Brittney Griner offered a glimpse of her personal story while testifying in a Russian court on Thursday in a case in which she faces a possible sentence of up to 10 years in prison. Her legal team has appealed for leniency in the case, arguing that she has contributed to Russian society and that she did not intend to break the law.
“I grew up in a normal house, a normal household in Houston, Texas, with my siblings and my mom and my dad,” Ms. Griner, 31, told the court. “My parents taught me two important things: One, take ownership for your responsibilities and two, work hard for everything that you get. That’s why I pleaded guilty to my charges.”
“I understand everything that has been said against me in the charges against me, but I had no intent to break Russian law,” added Ms. Griner, who was detained in mid-February in a Moscow airport while on her way to Yekaterinburg, a Russian city near the Ural Mountains where she had been playing for a local team during the WNBA off season.
Customs officials found two vape cartridges containing less than one gram of hashish oil in her luggage.
“I want the court to understand that it was an honest mistake that I made while rushing and in stress trying to recover post-Covid and just trying to get back to my team,” she told the court on Thursday.
Ms. Griner also spoke of her time playing for UMMC Yekaterinburg.
“That hard work that my parents instilled in me is what had brought me to play for the best Russian team,” she said. “I had no idea that the team, the city, the fans and my teammates would make such a great impression on me over the six and a half years that I spent in Yekaterinburg. It became my second home with my friends, my teammates and my fans that I would always interact with.”
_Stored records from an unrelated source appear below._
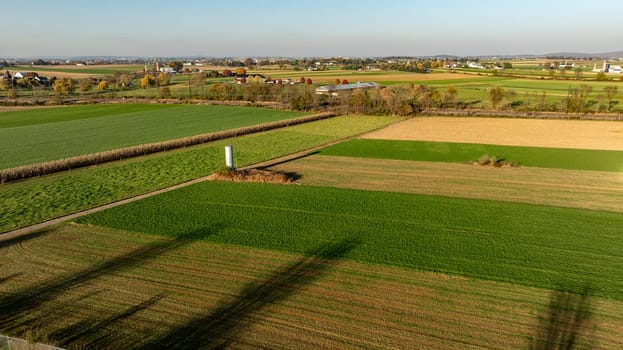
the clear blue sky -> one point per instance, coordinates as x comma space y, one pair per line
308, 28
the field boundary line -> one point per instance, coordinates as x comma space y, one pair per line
517, 114
23, 231
51, 167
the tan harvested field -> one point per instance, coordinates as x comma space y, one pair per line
584, 134
89, 287
554, 187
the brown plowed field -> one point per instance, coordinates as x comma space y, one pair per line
583, 134
556, 187
90, 287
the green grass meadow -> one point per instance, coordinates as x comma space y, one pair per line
546, 247
35, 200
97, 70
47, 134
557, 158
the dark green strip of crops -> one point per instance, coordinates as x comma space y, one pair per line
64, 114
35, 200
541, 157
548, 247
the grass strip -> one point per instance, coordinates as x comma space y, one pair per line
35, 200
34, 136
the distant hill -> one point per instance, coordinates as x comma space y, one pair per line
613, 54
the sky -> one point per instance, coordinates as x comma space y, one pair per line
319, 28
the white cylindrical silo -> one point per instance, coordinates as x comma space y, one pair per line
229, 157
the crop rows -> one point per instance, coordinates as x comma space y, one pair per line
119, 289
558, 158
50, 134
38, 199
547, 247
46, 168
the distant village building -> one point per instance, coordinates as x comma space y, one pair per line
475, 65
334, 90
608, 68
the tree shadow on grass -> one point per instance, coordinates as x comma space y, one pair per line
16, 306
5, 243
94, 333
566, 324
224, 325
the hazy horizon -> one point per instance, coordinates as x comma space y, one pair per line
323, 28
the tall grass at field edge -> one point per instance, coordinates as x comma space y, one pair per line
46, 168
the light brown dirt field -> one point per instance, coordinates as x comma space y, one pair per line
584, 134
90, 287
553, 187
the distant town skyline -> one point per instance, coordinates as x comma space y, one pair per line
237, 28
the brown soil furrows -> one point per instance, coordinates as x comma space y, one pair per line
347, 305
555, 187
583, 134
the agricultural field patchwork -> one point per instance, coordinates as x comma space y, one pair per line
592, 190
450, 152
40, 135
105, 288
557, 248
577, 134
380, 243
39, 199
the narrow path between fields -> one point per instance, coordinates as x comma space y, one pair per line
33, 228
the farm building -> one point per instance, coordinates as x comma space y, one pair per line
334, 90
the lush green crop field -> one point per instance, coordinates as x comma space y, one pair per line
558, 158
553, 248
35, 200
54, 133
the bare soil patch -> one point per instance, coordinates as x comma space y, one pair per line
117, 289
555, 187
583, 134
254, 175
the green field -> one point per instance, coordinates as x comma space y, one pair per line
54, 133
547, 247
558, 158
38, 199
96, 70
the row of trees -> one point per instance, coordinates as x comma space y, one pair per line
577, 100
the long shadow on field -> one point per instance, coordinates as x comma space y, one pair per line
223, 326
566, 324
14, 308
4, 243
289, 160
94, 333
10, 277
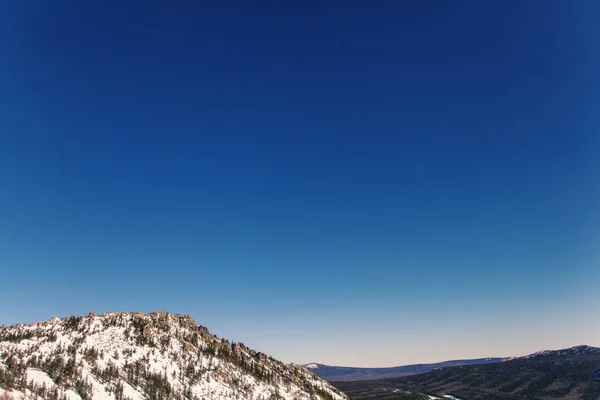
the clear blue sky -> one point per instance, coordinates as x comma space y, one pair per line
359, 183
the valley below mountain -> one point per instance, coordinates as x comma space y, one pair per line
569, 374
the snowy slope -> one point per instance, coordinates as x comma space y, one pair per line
136, 356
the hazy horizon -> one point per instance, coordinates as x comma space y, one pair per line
402, 183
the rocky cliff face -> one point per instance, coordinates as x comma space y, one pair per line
135, 356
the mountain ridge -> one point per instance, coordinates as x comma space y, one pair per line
139, 356
567, 374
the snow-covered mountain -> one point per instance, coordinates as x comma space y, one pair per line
135, 356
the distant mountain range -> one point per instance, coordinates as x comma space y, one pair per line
569, 374
334, 373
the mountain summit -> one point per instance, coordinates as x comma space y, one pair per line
137, 356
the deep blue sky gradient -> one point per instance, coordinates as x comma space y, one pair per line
306, 177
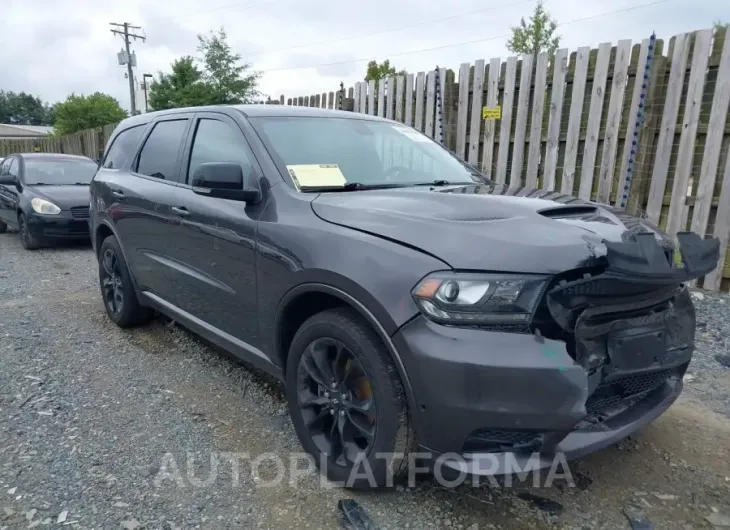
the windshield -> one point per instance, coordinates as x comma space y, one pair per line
59, 172
337, 151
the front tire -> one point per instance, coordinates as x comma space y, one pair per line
347, 402
26, 238
117, 290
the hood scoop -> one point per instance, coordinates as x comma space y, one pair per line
570, 212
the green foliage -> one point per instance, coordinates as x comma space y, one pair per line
184, 87
220, 79
381, 71
23, 109
535, 36
80, 112
232, 82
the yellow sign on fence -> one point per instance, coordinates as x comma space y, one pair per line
492, 113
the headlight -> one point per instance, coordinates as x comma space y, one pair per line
474, 299
45, 207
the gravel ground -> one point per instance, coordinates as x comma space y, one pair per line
105, 428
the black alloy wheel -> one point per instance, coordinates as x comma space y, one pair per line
347, 402
117, 287
336, 401
111, 282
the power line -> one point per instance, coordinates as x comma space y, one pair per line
457, 44
390, 30
128, 59
237, 6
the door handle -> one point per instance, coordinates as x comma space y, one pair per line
181, 211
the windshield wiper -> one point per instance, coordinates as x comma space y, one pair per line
442, 183
352, 186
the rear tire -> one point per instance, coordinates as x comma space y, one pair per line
26, 238
325, 413
117, 289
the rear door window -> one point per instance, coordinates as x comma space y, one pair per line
123, 148
159, 154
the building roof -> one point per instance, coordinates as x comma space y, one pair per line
8, 130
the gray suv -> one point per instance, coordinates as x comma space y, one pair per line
406, 302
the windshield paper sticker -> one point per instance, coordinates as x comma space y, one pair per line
316, 175
411, 134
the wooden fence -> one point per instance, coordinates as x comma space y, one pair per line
640, 126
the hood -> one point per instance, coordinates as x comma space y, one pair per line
64, 197
488, 227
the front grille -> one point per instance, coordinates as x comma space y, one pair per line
624, 390
498, 440
80, 212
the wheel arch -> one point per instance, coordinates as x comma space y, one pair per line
103, 230
329, 296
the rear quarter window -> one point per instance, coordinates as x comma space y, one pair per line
123, 148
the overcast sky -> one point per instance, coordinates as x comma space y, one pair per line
54, 47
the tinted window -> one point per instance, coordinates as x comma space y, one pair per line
216, 141
57, 172
159, 155
368, 152
123, 148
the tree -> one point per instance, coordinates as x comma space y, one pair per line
81, 112
381, 71
217, 78
232, 82
184, 87
23, 109
535, 36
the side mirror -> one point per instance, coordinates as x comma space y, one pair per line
226, 180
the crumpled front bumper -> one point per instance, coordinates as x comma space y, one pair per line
501, 400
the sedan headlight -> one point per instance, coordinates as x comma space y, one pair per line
474, 299
45, 207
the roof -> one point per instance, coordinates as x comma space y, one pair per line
255, 111
9, 129
50, 156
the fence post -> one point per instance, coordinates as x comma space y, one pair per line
439, 133
647, 137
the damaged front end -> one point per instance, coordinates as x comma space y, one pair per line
629, 323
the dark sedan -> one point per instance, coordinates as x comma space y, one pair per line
46, 197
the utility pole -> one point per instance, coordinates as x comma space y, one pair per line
127, 33
145, 87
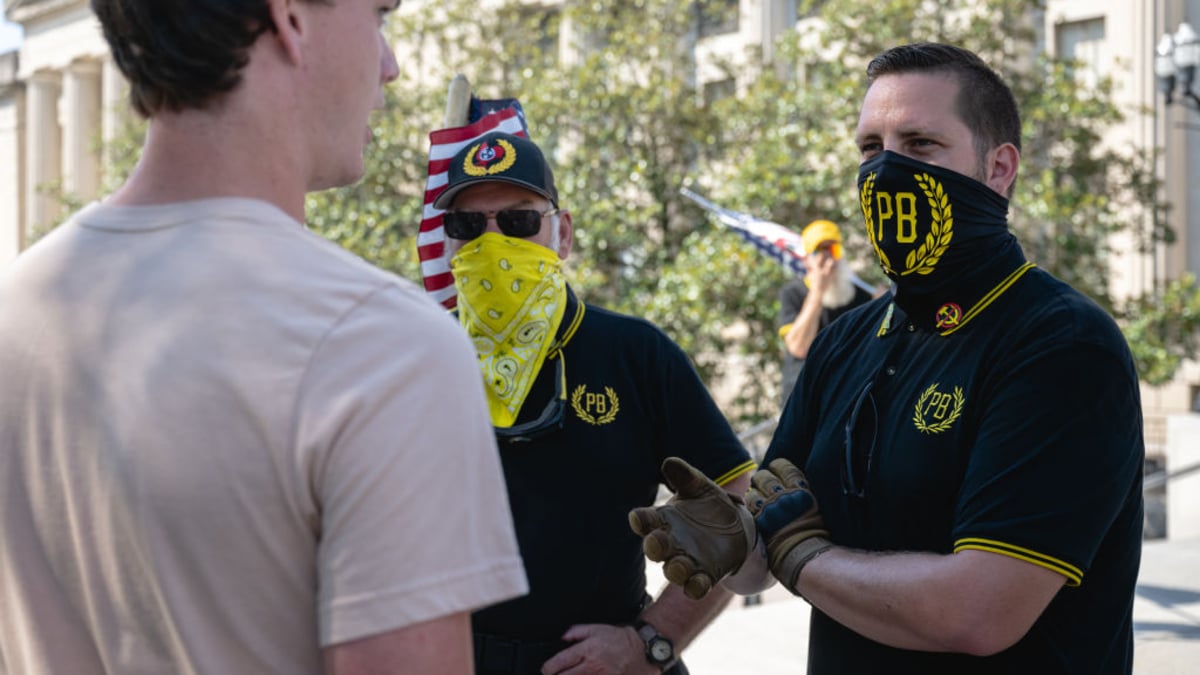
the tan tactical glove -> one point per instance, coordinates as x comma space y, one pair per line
785, 512
701, 535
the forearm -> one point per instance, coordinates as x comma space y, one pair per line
804, 328
959, 603
682, 619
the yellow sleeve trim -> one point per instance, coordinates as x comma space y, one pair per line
1074, 575
744, 467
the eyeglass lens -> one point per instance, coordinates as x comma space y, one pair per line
513, 222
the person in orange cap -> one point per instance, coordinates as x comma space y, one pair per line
809, 303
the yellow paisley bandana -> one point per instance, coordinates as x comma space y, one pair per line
511, 299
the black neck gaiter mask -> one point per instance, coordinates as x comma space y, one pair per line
929, 225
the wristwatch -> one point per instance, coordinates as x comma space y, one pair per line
659, 649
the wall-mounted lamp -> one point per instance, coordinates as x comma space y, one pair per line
1175, 61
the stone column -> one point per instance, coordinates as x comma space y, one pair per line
42, 153
114, 103
79, 114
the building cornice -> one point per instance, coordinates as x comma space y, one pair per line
27, 11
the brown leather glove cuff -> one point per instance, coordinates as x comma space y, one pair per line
789, 568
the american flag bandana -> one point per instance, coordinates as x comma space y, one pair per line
486, 115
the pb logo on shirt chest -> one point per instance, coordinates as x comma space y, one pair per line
595, 407
936, 411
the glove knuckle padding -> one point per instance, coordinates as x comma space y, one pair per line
786, 514
714, 531
703, 533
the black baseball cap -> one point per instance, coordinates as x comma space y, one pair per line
498, 157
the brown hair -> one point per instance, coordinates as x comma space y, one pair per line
984, 103
180, 54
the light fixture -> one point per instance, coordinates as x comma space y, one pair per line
1175, 63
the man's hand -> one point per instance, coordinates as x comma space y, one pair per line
785, 512
701, 535
820, 272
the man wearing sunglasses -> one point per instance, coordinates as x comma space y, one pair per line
577, 392
973, 440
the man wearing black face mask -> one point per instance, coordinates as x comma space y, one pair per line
958, 475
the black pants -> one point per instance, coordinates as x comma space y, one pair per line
502, 656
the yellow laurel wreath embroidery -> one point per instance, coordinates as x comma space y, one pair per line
505, 163
613, 406
868, 215
918, 419
925, 257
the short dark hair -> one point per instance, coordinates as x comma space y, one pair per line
180, 54
985, 103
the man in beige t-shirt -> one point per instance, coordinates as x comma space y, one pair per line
226, 444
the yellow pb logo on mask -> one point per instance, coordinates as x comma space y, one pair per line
893, 220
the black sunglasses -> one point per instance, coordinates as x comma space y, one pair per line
853, 466
551, 418
513, 222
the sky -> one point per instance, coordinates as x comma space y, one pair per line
10, 34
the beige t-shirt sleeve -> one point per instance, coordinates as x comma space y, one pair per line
403, 466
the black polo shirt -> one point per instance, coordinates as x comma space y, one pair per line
1018, 431
633, 399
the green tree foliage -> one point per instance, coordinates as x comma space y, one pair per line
628, 124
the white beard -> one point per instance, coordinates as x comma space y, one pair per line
841, 291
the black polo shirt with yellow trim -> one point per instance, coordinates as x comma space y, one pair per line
1003, 417
633, 399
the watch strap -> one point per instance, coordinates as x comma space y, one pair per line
651, 637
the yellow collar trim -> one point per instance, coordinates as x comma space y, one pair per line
570, 329
990, 297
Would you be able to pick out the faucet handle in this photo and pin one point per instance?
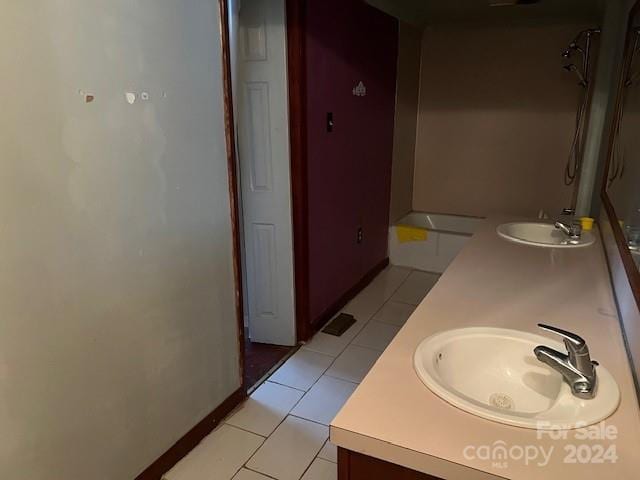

The basketball star apologized to her teammates on the Russian squad and the city of Yekaterinburg, her family and her fellow WNBA players, including her Arizona team, the Phoenix Mercury.
Addressing the judge in the case, Anna S. Sotnikova, Ms. Griner said, “I made an honest mistake, and I hope that in your ruling that it doesn’t end my life here.”
She also alluded to the possibility of a prisoner swap that would allow her to return to the United States, an issue that has been the subject of talks between Moscow and Washington, with pressure on President Biden to help secure her release.
“I know that everybody keeps talking about political pawn and politics, but I hope that that is far from that courtroom,” Ms. Griner said.